Wednesday, October 28, 2009

School Board Votes to Invest in the Education of Ripon Children by Filling the Gap Left by State Aid Cuts

SOURCE: Ripon Area School District
The Ripon Board of Education voted at its special meeting on October 26 to invest in education and preserve the quality of Ripon schools by increasing local property taxes to fill the gap left by the state’s reduction in state aid for the 2009-10 school year. The amount of the school budget supported by state funds has fallen by 9% during the past three years as the Governor and legislature have retreated from their promise of two-thirds funding. The gap created by this withdrawal of state aid has been shifted to local taxpayers through the school district’s property tax.

As a result of the decrease in state aid, the percent that property taxes will be raised is more than double the amount than if the percent of the budget covered by state aid had remained the same as last year. The 12.31% increase in the tax levy translates to an increase of the equalized mill rate of $1.18 per thousand dollars of equalized property value from last year’s equalized mill rate of $9.20. The owner of a property with an equalized value of $100,000 will pay $118 more this year in school taxes as the equalized mill rate rises to $10.38 for the 2009-10 budget.

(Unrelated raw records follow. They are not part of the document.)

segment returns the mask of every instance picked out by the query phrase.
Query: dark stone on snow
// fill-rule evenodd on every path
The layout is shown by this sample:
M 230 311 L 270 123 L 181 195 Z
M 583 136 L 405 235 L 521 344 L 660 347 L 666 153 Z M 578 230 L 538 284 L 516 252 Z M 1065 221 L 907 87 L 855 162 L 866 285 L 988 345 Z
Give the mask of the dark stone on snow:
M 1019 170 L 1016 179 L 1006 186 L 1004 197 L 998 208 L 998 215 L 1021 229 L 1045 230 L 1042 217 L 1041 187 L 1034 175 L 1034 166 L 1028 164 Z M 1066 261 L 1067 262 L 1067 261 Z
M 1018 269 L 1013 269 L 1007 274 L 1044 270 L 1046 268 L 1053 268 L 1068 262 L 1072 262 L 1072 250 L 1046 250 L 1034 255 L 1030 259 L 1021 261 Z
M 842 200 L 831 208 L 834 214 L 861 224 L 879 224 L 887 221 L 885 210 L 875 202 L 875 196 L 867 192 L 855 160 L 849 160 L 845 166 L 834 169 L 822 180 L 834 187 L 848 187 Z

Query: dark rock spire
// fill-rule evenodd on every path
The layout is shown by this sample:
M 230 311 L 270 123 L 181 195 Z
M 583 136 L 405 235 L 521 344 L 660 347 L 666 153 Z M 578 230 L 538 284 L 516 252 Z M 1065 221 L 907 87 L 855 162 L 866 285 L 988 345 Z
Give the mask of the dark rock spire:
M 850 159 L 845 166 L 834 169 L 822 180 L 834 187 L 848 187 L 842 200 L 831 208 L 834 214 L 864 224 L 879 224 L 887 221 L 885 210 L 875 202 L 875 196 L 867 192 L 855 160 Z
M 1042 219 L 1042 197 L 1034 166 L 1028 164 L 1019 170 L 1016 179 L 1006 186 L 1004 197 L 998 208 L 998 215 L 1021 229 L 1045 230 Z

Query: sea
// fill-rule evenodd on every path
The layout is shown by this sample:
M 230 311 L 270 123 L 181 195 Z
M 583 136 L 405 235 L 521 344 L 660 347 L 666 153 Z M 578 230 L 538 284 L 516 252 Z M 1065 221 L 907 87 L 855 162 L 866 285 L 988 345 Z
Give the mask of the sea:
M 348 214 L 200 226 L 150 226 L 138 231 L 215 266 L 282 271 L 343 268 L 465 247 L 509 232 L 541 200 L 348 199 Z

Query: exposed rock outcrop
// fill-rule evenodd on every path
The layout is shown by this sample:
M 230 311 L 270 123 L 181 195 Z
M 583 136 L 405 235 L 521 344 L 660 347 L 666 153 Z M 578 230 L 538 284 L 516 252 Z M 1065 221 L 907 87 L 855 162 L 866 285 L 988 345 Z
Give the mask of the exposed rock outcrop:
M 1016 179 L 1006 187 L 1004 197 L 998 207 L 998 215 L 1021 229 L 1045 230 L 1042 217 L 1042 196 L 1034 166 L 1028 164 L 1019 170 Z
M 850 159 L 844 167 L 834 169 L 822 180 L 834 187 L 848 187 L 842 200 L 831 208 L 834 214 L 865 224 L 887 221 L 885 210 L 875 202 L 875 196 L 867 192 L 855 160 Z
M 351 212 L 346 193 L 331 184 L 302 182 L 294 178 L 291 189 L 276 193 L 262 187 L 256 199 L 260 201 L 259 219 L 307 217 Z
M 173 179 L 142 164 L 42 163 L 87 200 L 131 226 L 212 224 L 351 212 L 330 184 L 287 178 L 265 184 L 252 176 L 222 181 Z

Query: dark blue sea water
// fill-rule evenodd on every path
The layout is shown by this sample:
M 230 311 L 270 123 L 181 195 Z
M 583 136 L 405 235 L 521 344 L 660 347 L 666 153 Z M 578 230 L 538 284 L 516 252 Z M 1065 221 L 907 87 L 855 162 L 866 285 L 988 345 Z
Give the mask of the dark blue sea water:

The actual amount of the mill rates on local tax bills will vary based on local property values in the eleven municipalities that comprise the school district. Because those municipalities had changes in property values ranging from a 4% decrease to a 15% increase, the effect on local property tax bills will vary considerably.

In the past three years the school district has had to reduce its operating budget by a total of $1.2 million dollars in annual expenditures to stay within the revenue limits mandated by the state. At the same time the state decreased its share of the local school budget by 9%. State support has dropped from 78% of Ripon’s revenue limit budget to 69% in the past three years. Consequently, as the state shifted costs for schools to the local property tax the equalized mill rate for local property taxes has increased.

“The governor and Democratic-led state legislature reneged on their promise to fund two-thirds of school costs and left local school boards with no way to fulfill their responsibility to operate quality schools except to raise property taxes,” explained Ripon Superintendent Richard Zimman. “The people we elected to govern our state broke their promises and shifted school costs to local property taxes where the school boards would be blamed rather than the governor and state legislators who caused the problem. Those politicians broke promises to communities and put the future of our children in harm’s way because they refused to make the tough choices in Madison. Why should this year’s children receive less of an education than last year’s children just because our politicians don’t want to stand by their commitments?”

Although the calculation of the 2009-10 school district budget and tax levy is now over, the work on the 2010-11 budget is just beginning. Preliminary forecasts show Ripon will need another major budget cut to stay within state-mandated revenue limits, and the percent of the budget supported by state aid will likely continue to be reduced. Ripon’s Budget Planning Team is expected to give its first report to the school board on the 2010-11 budget at its November 16 meeting.